Bref, je balance de l’image subliminale régulièrement, et de temps en temps, ça marche.

 

Celui sur lequel ça a marché immédiatement c’est un client (que j’aime) qui vient tous les jours. Tous les matins. Et ce depuis le début. Forcément, ça crée des liens. D’ailleurs, un peu comme avec les enfants quand on impose un couvre-feu et qu’ils ne sont toujours pas rentrés, s’il n’est pas là avant 12h30, je m’inquiète, je suis pas tranquille. Il le sait pourtant qu’il doit me prévenir s’il a des rendez-vous ou des imprévus.
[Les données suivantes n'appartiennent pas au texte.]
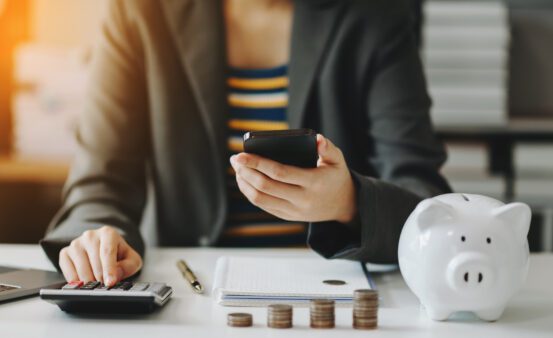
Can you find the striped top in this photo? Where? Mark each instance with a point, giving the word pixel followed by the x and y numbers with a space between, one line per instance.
pixel 257 99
Et c’est pas parce qu’il a 60 ans qu’il doit pas se plier aux règles de la maisonnée. D’ailleurs, c’est encore mieux, non seulement il m’invite régulièrement à déjeuner chez lui (de l’excellent pâté de Dordogne, de la salade et du jambon, accompagné d’un gâteau de riz, généralement), mais en plus il m’amène de quoi me faire des mets succulents (de la salade, des noix et du pâté, généralement). Non vraiment, j’ai bien joué le coup.

 

Je sais que certains lecteurs sont perdus, vous ne comprenez pas pourquoi moi, le libraire asocial, je préfèrerais manger accompagné de clients, forcé de leur faire la conversation, dissertant sur les nouveautés à venir entre deux bouchées de poule au pot, pourquoi diable je préfèrerais ça plutôt que d’être tranquillement autour de ma table à manger un paquet de chips, les pieds sur la table et la main dans le jogging façon Al Bundy. Eh bien ma foi, la raison en est très simple : parfois, j’aime bien. Oui je sais. Ça fait toujours un choc. Une petite sortie mondaine de ci de là n’est pas pour me déplaire. Par contre, mes hôtes sont évidemment triés sur le volet. Ils se comptent sur les doigts d’une main gauche d’un pingouin manchot.

 

Et ce soir, ça a enfin marché. Après des années de travail au corps, un couple de clients (que j’aime) m’a invité pour l’apéro. Carrément. Ça sent le Ricard jusque dans l’cœur des tomates cerise, ça va être chouette. Maintenant il faut juste que je fasse bonne figure, que je me tienne bien, que je ne regarde pas le chat de travers et que je m’arrange pour qu’ils me proposent un BBQ la prochaine fois.

 

J’apporterai les Marshmallows.

 

 

J’ai lu rapidement Intermezzo (Giraudoux) et là je me plonge avec délectation dans La route du retour (Harrison)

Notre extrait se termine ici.